Left in Belgium by the last "tourists" when they finaly went back home?
I visited Belgium over 50 years ago when you had the World's fair.
Its a very nice country but you have some unpleasent neighbors
the mp43 was left behind in the bulge .
the mg34 never left the factory ,it is marked dot 1943 but is not aproved with waffenamt signs . it is also not marked with the davidstar from israel ,so it was put away in storage and never fired a shot !
the mg42 was made in februari 1945 ("dd-DF" markings) so i guess it never left germany...
the maxim 1910 is marked 1943 and is also used in israel in 1948
My best friend since I was six lost his Uncle J. R. in your country February 2, 1945. He came so close to coming back to the family farm. He was a Tank commander that won a silver star while fighting the Nazi's in your country. My Uncle who was his friend, football team mate and fellow soldier came back without a scratch. Go figure.
foy1944 writes: i only collect de legendary german-used weapons .i have never seen a german with the lewis so far...
The Germans did use the Lewis guns along with captured .303 ammo and also converted some to 7.92. I have a Lewis drum in 7.92 made and marked by Mauser GMBH. It fits onto a standard lewis LMG perfectly. No 7.92 Lewis barrels have shown up in the US, and I have never seen or heard of anyother 7.92 drum. From one european collector I know, the suggestion was that the drum was made for the prototype MG13, whcih was drum fed with a Lewis type drum.

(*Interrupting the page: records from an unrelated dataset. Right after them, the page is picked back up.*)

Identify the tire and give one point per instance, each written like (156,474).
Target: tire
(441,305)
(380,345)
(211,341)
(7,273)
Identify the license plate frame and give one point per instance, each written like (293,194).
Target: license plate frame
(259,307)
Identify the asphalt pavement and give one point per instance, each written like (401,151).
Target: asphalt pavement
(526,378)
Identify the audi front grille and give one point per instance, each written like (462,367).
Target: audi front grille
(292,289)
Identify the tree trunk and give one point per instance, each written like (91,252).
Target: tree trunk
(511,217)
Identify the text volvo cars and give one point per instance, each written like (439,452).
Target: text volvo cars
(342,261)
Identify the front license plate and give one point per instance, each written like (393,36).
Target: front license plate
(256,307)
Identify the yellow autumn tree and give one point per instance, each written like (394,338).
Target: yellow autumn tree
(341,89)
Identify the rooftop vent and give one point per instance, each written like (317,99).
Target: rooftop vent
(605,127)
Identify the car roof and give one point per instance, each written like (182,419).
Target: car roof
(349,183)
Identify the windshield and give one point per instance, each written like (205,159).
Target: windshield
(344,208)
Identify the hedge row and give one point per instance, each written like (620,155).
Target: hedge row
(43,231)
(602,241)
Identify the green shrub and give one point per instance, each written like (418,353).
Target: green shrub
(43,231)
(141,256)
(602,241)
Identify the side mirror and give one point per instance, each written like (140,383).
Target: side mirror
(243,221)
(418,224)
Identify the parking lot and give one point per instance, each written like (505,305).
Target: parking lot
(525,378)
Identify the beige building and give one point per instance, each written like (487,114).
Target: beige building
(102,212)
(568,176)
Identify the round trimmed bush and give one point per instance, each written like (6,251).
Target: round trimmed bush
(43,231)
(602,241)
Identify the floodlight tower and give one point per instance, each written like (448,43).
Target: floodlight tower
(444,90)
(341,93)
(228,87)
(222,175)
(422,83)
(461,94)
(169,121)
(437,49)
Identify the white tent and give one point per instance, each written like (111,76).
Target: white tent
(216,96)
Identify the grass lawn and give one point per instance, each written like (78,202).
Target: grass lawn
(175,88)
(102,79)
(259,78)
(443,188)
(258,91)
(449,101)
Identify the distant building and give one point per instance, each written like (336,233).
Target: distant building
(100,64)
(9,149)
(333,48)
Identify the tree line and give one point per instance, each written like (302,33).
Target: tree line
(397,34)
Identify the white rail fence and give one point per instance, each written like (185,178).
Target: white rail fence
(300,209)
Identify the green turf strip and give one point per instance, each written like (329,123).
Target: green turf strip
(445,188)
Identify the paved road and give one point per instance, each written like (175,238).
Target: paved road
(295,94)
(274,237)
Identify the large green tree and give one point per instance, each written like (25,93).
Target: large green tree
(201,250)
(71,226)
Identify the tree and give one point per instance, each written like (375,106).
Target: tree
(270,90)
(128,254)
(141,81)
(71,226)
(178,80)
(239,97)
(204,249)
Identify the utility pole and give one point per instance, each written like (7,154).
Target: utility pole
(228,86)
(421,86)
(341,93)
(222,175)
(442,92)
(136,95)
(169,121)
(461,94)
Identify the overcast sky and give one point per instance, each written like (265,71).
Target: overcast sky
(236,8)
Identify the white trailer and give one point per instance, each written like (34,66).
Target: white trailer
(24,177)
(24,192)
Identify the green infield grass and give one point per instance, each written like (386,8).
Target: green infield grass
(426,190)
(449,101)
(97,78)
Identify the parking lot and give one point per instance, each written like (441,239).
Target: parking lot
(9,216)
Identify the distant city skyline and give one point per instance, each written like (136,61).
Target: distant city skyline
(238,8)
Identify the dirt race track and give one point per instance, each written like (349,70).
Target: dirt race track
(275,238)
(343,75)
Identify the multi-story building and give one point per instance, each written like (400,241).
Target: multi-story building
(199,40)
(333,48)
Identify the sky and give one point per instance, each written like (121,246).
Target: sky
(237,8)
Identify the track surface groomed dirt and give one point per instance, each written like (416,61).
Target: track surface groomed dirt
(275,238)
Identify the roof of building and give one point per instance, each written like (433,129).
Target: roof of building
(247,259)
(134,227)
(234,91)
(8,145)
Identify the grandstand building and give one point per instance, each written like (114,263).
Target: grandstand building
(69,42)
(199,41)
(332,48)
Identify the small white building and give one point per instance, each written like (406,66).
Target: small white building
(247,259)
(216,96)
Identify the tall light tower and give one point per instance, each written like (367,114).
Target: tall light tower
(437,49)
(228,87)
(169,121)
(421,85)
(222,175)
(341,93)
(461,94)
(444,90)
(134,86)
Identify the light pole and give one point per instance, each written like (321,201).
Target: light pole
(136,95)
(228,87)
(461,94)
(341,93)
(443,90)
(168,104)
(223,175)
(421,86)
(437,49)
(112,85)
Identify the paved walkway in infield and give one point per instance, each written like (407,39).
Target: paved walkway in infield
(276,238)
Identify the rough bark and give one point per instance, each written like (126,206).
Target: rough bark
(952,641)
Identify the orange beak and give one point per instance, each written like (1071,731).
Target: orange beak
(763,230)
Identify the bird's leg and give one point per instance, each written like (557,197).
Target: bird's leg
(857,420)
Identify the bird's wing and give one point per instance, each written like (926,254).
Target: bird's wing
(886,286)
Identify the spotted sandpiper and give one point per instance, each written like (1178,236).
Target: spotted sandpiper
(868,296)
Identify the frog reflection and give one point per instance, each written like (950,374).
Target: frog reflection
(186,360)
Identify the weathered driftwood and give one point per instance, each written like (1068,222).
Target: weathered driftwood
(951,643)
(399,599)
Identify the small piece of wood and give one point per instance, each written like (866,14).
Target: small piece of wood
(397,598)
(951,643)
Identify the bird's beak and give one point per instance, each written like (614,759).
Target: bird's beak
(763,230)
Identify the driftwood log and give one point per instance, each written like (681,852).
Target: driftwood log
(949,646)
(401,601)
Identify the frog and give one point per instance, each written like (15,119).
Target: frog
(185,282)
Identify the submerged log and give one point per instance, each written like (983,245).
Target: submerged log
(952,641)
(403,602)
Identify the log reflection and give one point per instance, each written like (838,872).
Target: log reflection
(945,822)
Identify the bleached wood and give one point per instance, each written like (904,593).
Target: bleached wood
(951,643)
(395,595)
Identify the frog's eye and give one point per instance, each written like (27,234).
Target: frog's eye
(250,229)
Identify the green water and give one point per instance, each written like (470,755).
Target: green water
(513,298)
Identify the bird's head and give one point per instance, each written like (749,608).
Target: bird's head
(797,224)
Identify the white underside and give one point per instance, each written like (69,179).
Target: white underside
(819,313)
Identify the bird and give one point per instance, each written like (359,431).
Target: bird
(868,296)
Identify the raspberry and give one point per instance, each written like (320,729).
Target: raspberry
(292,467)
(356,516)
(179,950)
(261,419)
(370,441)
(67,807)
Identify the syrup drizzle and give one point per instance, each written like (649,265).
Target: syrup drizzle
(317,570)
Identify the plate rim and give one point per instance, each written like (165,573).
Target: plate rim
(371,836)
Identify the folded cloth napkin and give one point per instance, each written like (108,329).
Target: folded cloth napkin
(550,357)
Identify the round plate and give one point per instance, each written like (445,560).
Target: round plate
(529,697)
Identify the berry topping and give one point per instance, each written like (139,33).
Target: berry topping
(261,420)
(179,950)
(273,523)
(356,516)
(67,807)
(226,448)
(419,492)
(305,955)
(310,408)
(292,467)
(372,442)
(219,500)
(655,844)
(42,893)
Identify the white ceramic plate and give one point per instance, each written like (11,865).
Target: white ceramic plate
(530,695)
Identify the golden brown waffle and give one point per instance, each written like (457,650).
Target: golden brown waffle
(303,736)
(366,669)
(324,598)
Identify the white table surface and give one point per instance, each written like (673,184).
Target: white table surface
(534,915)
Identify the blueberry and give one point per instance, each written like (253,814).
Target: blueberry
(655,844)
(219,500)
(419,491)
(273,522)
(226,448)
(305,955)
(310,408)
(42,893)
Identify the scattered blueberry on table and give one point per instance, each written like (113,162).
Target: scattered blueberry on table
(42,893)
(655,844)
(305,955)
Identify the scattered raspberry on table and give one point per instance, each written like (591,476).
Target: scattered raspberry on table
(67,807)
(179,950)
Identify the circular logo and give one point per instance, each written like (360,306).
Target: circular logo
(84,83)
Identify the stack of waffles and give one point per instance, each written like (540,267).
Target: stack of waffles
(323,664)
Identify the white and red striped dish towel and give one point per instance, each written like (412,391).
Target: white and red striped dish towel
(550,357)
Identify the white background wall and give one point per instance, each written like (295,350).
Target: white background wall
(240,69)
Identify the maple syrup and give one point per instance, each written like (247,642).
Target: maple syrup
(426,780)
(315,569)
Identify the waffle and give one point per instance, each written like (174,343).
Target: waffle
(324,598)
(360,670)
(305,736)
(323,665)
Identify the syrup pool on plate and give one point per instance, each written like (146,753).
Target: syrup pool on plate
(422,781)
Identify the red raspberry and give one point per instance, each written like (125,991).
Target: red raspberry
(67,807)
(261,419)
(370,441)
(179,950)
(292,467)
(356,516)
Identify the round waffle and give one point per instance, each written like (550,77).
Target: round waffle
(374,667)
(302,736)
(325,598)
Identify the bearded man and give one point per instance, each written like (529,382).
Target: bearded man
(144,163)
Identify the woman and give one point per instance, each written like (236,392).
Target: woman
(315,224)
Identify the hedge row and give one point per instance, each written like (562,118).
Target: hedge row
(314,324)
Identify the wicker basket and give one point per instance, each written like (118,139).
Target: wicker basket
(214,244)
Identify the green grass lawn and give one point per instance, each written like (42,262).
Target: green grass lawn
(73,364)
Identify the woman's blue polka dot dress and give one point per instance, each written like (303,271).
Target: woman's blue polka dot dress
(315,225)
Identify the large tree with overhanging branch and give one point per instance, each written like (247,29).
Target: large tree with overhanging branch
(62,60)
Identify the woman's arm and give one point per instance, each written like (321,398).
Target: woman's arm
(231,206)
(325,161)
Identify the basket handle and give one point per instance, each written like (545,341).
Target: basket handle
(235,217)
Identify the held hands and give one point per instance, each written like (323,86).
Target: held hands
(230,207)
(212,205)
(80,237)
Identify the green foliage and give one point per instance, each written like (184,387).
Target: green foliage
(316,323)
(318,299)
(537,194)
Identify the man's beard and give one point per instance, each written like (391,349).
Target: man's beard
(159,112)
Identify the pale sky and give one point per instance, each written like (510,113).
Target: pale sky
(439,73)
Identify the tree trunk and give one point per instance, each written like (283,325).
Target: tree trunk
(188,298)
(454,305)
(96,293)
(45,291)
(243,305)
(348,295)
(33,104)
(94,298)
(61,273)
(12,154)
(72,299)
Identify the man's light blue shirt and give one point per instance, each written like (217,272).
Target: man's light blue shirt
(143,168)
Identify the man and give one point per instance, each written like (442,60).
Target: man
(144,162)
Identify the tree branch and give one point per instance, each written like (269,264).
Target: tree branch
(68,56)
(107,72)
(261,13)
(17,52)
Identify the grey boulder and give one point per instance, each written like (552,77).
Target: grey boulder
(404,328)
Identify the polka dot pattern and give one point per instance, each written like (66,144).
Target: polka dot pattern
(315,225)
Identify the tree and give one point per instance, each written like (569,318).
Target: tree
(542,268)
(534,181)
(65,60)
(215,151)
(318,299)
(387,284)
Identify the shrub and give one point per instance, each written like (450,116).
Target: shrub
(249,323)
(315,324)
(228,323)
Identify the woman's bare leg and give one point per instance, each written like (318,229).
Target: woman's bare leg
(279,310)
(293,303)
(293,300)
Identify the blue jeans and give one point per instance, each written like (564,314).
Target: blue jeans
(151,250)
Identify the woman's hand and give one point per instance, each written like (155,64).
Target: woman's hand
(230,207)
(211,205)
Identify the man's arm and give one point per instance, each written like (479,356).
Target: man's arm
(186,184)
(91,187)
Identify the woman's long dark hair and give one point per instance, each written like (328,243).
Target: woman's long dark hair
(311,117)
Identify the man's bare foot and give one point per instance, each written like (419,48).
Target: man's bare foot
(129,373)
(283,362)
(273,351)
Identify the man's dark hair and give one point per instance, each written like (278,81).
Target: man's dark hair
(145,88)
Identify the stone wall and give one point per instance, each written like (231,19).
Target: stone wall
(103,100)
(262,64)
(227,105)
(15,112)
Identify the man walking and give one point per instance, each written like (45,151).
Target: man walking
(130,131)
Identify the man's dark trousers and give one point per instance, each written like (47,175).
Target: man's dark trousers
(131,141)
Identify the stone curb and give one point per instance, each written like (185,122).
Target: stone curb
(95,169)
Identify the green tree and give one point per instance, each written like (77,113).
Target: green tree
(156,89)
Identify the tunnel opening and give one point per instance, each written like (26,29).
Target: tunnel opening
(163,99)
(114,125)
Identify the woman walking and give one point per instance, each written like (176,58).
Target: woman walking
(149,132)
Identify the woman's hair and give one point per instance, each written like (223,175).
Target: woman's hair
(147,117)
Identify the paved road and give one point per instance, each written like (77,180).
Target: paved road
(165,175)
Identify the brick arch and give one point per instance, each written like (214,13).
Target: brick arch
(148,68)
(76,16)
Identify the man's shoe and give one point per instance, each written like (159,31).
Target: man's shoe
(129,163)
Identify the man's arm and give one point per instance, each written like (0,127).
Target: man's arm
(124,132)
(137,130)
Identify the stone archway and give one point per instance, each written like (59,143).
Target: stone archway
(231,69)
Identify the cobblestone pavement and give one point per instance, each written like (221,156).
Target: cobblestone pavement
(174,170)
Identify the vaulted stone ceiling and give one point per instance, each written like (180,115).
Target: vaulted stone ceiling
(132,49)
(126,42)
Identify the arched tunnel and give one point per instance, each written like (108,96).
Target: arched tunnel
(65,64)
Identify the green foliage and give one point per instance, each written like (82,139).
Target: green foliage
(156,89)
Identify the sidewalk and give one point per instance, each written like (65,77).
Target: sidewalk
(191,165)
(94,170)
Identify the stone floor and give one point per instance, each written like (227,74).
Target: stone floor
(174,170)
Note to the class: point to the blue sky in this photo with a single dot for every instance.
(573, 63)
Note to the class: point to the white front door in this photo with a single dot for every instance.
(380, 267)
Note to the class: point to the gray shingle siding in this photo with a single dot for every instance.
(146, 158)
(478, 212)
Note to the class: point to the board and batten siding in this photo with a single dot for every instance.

I haven't come across any pictures of Germans using Lewis LMGs, and of course, they did put to us every other type of captured small arm.
I would be very interested in seeing a pic of the Star of David on the 1910 if you can provide one. For the collectors in the US who are interested in Maxims, an Israeli marked 1910 is noteworthy! Although we are fairly few in number, our interest in Maxims and specific models and makes is quite strong.
Some of the 1910 collectors are especially interested in the various stamped markings and other marks on the guns. In my estimation, about 1500 to 2000 Russian Maxim 1910s have been imported into the US in the last ten or so years and such a small number out of the total production leaves many questions unanswered.
The two mounted 1910s in the pic are live original guns, both brought into the US prior to 1968. The 1910 to the right is the same year and maker as yours, Izhevsk 1943, but there is no possible way to know its history aside from its import into the US in 1955 and then its movement from owner to owner. There are no marks on either gun to indicate useage by other armies.
Anyway, any help you can provide is welcome and appreciated.
i tried to make a good picture of the star ,so here it is .
i found 3 stars in total .
-on the bold
-on the iron piece that hold's the bolt
-on the rotating piece that puls the bold backwards
sorry for the bad picture ,but it is difficult to make it ,the stars are realy small and the metal is shiny
the picture is from the rotating piece ,that is not shiny .
foy1944; thanks very much for taking the picture. As you note it is very small and hard to see. Is it possible to take another picture and post a larger version of it? the pic is very small so the image in the pic is too small to see exactly what it looks like.
Having seen amny different Israeli marks that are the Star of David, I'll have to say that the pic doesn't really look like the others that I've seen. but, wihtout a clear pic it is hard to say what it is....
I was referring to MGs used by the Germans in WWII since those are the weapons that foy1944 appears to be interested in, but I didn't make that clear. During WWII the germans used the Chauchat under the model designation MG156(f) and also used the 1914 Hotchkiss. I imagine that after they invaded France they had a large supply of 8 Lebel to use along with eveything else to keep such guns functioning.
The Vickers range scales are interesting in that they all double up with different calibers on each side. I have a varioety of different scales. The 7.92 often have .303 MkVII on the other side.